Adolescentes, Otros, Sexualidad, erotismo
La virginidad masculina es para los machos. Esa presión no la soporta nadie así nomás

El último estudiante virgen

Varios factores conspiran en la duración de este estado
Por Antonio Martínez, en 18 de Julio de 2008

Una de las mayores preocupaciones en la adolescencia es el sexo. Imagino que para las mujeres el tema es tan cautivante como para los varones pero existe una gran diferencia a la hora de tener las oportunidades para concretar una relación sexual. En este sentido las mujeres llevan notable ventaja pues prácticamente de ellas depende el tener sexo o no, mientras que el caso del varón es distinto. A nosotros, recibir un “no” como respuesta inicial, puede significar una seguidilla de malos resultados que a su vez van incrementando nuestra frustración y pueden crear un efecto de bola de nieve respecto a no haber tenido sexo. Ultimadamente la mujer puede mantenerse virgen por un buen tiempo y esto incluso puede ser motivo de atributo, orgullo y hasta fetiche por parte de algunos hombres. Pero ¿un hombre virgen? Inconcebible pasado los 18 años. Al menos eso dictaba la cultura de mi generación y cada año. Cada mes, cada semana que transcurría, inexorable, se hacía angustiosa. Además, factores externos entran en juego y mucho, aumentando la presión que tenemos los hombres por conseguir el primer encuentro sexual.

Imagen tomada de Flickr por hugoteenlover

La historia de la virginidad del varón, comienza en la escuela y en la época de la pubertad. Los primeros signos palpables de hombría vana apareciendo. El pene va creciendo a un mayor ritmo y pronto nos vemos con un vello pubiano que va asomando. Tenemos aproximadamente entre 13 y 14 años de edad y ya dejamos los comentarios de las películas de ciencia ficción para después. Ahora se comenta alguna película erótica que hayamos podido ver –actualmente sería el último video caliente de Internet-. Empezamos a mirar a las chicas con otros ojos, incluso si hay alguna maestra atractiva, también sentimos deseos hacia ella. Estamos dejando definitivamente en el olvido la niñez. El tiempo sigue transcurriendo y ya empezamos a salir con chicas o al menos lo intentamos, es el caso de los más tímidos.
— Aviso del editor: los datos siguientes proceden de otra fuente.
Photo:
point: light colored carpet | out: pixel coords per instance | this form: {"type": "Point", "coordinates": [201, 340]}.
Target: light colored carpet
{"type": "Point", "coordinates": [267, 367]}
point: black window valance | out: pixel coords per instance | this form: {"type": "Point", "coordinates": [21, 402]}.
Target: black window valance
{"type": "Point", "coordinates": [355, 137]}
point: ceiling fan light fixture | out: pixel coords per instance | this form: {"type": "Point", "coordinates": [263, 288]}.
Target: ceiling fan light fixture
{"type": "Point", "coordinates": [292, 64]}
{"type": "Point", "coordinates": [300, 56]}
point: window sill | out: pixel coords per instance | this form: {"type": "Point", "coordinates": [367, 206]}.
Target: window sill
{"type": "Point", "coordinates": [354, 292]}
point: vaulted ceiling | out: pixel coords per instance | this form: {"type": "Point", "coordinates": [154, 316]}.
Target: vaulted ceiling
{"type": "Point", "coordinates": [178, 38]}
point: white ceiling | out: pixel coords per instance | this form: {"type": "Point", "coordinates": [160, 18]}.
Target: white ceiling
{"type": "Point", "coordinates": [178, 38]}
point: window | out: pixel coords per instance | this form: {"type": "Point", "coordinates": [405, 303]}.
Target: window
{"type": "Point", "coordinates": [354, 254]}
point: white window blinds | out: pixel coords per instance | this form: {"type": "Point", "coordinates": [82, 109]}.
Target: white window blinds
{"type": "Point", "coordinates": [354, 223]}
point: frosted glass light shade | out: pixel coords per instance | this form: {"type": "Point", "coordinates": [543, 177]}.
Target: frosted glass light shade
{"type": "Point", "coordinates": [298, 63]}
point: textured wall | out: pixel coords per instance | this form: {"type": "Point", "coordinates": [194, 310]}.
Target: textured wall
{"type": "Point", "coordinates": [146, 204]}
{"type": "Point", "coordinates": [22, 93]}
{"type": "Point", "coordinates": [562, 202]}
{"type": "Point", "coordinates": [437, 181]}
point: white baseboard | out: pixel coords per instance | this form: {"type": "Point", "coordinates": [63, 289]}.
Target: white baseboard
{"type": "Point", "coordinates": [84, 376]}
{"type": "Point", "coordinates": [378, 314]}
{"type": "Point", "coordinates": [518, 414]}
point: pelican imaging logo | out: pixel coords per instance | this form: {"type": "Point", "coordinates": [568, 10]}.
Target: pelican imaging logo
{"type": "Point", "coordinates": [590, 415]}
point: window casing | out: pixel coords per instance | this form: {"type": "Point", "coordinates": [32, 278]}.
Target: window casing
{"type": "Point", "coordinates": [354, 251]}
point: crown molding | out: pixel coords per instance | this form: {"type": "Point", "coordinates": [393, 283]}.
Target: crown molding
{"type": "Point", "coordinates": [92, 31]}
En algunas ocasiones hay éxito, pero apenas y estamos explorando las mejores técnicas para besar, no sabemos ni en qué dirección vamos pero ya sentimos algunas sensaciones. Tenemos ya las primeras erecciones firmes y sabemos que hay algo mejor que nos espera. El problema es cómo lograr ese tan esperado encuentro.

Para complicar aún más el panorama, las versiones tendenciosas empiezan a circular. Algunos de nuestros amigos nos dicen que ya han experimentado un primer tope sexual lo cual aumenta la presión hacia los que no lo hemos conseguido aún. No hay rigor periodístico y no tenemos manera de confirmar estas versiones, miramos a los ojos de las chicas que supuestamente también protagonizaron ese mismo encuentro sexual pero probablemente es más lo que queremos ver que una mirada que diga algo de por sí. Muchas veces la familia no ayuda mucho que digamos y empiezan a presionar para traer a la primera novia a la casa. La presión sigue en aumento y el tiempo no se detiene. Por otra parte, está la figura del prostíbulo. Algunos de nuestros amigos o amigos de ellos, aseguran haber ido a alguno en más de una oportunidad y lo recomiendan, con nombres propios. Lamentablemente, este hecho ocurrió para quien escribe en los años en que el temor al SIDA estaba en el aire y ni siquiera consideré esta posibilidad. Ya estaba en el último año de la secundaria y Magic Johnson declaró ser portador del virus del VIH. A cualquiera le podía tocar.

Imagen tomada de Flickr por muthagoose escobar

Abandoné el colegio con el invicto en mi haber y sin el menor orgullo por aquello. El plazo se vencía y aún no había tenido mi primera experiencia sexual. Encontré un oasis en la preparación para el examen de admisión a la universidad, me concentré en aquello y esta presión superó a la de la virginidad. En esos momentos ni se me ocurrió pero ambas presiones se terminaron disipando el mismo día. El destino es curioso y sarcástico a veces. Habíamos conocido a un grupo de chicas que esperaban igualmente con ansias los resultados que en esa época se daban con varias horas de diferencia. Había que hacer tiempo y fue en aquel lapso que no se ni cómo pero terminé en casa de una de ellas haciéndole el amor. Fueron seis largas horas en que se puede decir que me gradué. La experiencia en términos cualitativos no creo que haya sido para el recuerdo pero en términos cuantitativos y de expectación vaya que cumplió su cometido. Uno de los fantasmas más temidos de la adolescencia había sido exterminado de raíz. La virginidad masculina.